Update README.md with Qwen3 Support (#1891)

dsikka · web-flow · commit d18085165529 · 2025-10-01T13:13:24.000-04:00
SUMMARY: - Need to update links when the following PRs land: 1. #1886 2. #1874 3. #1889
diff --git a/README.md b/README.md
@@ -37,6 +37,7 @@ Big updates have landed in LLM Compressor! To get a more in-depth look, check ou
 
 Some of the exciting new features include:
 
+* **Qwen3 Next and Qwen3 VL MoE Quantization Support**: Quantize the Qwen3 Next and Qwen3 VL MoE models and seamlessly run the models in vLLM. Examples for [NVFP4](examples/quantization_w4a4_fp4/qwen3_next_example.py) and [FP8](examples/quantization_w8a8_fp8/qwen3_next_example.py) Quantization have been added for the Qwen3-Next-80B-A3B-Instruct. For the Qwen3 VL MoE, support has been added for the datafree pathway, specifically [FP8 Quantization](examples/quantization_w8a8_fp8/qwen3_vl_moe_fp8_example.py) (e.g channel-wise and block-wise quantization). NOTE: these models are not supported in tranformers<=4.56.2. You may need to install transformers from source.

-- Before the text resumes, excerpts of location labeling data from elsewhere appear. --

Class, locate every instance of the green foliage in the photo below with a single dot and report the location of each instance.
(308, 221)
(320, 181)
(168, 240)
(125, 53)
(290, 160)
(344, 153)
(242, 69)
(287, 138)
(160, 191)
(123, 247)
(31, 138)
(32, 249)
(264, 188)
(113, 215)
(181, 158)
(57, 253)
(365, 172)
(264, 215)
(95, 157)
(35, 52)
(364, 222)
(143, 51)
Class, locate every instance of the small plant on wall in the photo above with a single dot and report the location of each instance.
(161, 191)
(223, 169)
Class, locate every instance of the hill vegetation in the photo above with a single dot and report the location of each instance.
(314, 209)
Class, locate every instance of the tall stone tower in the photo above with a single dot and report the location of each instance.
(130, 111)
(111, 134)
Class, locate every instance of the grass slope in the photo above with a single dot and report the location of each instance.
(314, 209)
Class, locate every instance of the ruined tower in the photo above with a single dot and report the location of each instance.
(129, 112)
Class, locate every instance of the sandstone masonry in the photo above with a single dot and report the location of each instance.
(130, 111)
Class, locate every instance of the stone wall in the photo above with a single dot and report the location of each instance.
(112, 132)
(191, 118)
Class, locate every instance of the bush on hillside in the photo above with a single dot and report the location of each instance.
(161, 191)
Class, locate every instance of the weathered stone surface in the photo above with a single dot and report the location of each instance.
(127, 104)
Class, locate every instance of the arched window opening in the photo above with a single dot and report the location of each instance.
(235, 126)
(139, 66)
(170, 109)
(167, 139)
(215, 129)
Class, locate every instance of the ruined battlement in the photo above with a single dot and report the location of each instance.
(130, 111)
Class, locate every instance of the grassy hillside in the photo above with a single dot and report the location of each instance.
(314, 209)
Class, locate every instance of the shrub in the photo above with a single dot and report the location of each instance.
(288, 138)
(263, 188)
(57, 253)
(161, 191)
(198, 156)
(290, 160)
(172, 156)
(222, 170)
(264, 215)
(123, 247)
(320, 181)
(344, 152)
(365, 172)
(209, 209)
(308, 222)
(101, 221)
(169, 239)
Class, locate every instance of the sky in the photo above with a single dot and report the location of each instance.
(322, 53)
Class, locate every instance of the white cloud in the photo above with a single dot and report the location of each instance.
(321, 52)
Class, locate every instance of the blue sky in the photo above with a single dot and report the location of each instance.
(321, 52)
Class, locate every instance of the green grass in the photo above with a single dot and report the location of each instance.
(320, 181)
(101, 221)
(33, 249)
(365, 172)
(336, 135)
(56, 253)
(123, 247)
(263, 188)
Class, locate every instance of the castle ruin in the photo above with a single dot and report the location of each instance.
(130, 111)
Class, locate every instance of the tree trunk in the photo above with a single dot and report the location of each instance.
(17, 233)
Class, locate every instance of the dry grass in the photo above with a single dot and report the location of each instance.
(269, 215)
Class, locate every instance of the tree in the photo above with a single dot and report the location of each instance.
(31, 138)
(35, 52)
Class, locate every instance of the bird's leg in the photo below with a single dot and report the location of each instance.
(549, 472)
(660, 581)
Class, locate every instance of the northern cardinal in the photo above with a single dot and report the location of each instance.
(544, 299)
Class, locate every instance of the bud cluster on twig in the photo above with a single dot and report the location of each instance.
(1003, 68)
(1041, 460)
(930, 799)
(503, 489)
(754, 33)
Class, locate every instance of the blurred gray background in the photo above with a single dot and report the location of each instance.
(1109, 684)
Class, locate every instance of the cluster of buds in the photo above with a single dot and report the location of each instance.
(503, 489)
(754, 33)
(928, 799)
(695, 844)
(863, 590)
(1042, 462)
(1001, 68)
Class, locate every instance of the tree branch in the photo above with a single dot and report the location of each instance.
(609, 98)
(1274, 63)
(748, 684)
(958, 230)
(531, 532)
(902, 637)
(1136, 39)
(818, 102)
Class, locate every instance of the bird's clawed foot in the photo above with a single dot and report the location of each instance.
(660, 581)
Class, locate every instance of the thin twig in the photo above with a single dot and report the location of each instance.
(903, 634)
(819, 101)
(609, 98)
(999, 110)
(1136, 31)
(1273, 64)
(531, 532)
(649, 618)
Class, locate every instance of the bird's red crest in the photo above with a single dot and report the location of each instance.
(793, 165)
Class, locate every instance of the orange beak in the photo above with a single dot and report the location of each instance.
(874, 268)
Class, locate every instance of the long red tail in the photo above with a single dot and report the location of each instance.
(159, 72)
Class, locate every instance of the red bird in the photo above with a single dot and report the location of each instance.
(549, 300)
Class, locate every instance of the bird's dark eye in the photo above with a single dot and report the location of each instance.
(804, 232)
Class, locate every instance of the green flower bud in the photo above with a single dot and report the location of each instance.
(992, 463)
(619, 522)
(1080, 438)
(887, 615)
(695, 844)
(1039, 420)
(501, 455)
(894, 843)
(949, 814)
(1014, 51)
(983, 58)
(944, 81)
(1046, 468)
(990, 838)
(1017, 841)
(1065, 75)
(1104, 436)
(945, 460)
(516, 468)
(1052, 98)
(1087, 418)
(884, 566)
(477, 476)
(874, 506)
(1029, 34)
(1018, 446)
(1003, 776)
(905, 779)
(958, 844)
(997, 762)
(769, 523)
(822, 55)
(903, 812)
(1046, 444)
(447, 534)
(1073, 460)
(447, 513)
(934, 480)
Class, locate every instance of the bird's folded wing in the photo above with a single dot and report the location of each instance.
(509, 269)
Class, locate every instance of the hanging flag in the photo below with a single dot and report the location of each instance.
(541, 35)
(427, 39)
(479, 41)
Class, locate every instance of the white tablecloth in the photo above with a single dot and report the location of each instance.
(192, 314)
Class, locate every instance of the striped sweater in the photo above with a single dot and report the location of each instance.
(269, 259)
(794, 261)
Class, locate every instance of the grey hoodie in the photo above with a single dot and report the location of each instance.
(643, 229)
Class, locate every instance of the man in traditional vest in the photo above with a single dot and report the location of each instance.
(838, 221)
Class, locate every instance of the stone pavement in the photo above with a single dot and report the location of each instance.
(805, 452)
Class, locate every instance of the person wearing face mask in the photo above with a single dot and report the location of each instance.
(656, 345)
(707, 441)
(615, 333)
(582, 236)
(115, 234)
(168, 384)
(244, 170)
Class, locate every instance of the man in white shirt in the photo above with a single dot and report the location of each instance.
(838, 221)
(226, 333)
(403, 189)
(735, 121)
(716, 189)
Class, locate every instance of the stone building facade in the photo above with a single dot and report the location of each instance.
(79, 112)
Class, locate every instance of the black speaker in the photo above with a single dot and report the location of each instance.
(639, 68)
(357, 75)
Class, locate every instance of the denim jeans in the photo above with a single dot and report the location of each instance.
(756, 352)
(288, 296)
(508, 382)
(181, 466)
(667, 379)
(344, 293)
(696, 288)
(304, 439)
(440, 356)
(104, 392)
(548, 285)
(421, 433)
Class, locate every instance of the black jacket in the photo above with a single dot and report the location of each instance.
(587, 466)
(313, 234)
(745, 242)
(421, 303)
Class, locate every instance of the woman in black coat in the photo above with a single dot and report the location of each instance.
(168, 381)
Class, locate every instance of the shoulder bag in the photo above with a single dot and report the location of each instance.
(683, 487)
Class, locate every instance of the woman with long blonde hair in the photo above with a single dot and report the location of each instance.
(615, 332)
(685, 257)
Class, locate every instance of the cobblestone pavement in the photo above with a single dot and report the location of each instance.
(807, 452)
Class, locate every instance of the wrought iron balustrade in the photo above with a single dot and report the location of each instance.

 * **Quantization with Multiple Modifiers**: Multiple quantization modifiers can now be applied to the same model for mixed-precision quantization, for example applying AWQ W4A16 to a model's `self_attn` layers and GPTQ W8A8 to its `mlp` layers. This is an advanced usage of `llm-compressor` and an active area of research. See the [non-uniform quantization support](examples/quantization_non_uniform) section for more detail and [example usage](examples/quantization_non_uniform/quantization_multiple_modifiers.py).
 * **QuIP and SpinQuant-style Transforms**: The newly added [`QuIPModifier`](examples/transform/quip_example.py) and [`SpinQuantModifier`](examples/transform/spinquant_example.py) allow users to quantize their models after injecting hadamard weights into the computation graph, reducing quantization error and greatly improving accuracy recovery for low bit weight and activation quantization.
 * **DeepSeekV3-style Block Quantization Support**:  This allows for more efficient compression of large language models without needing a calibration dataset. Quantize a Qwen3 model to [W8A8](examples/quantization_w8a8_fp8/fp8_block_example.py).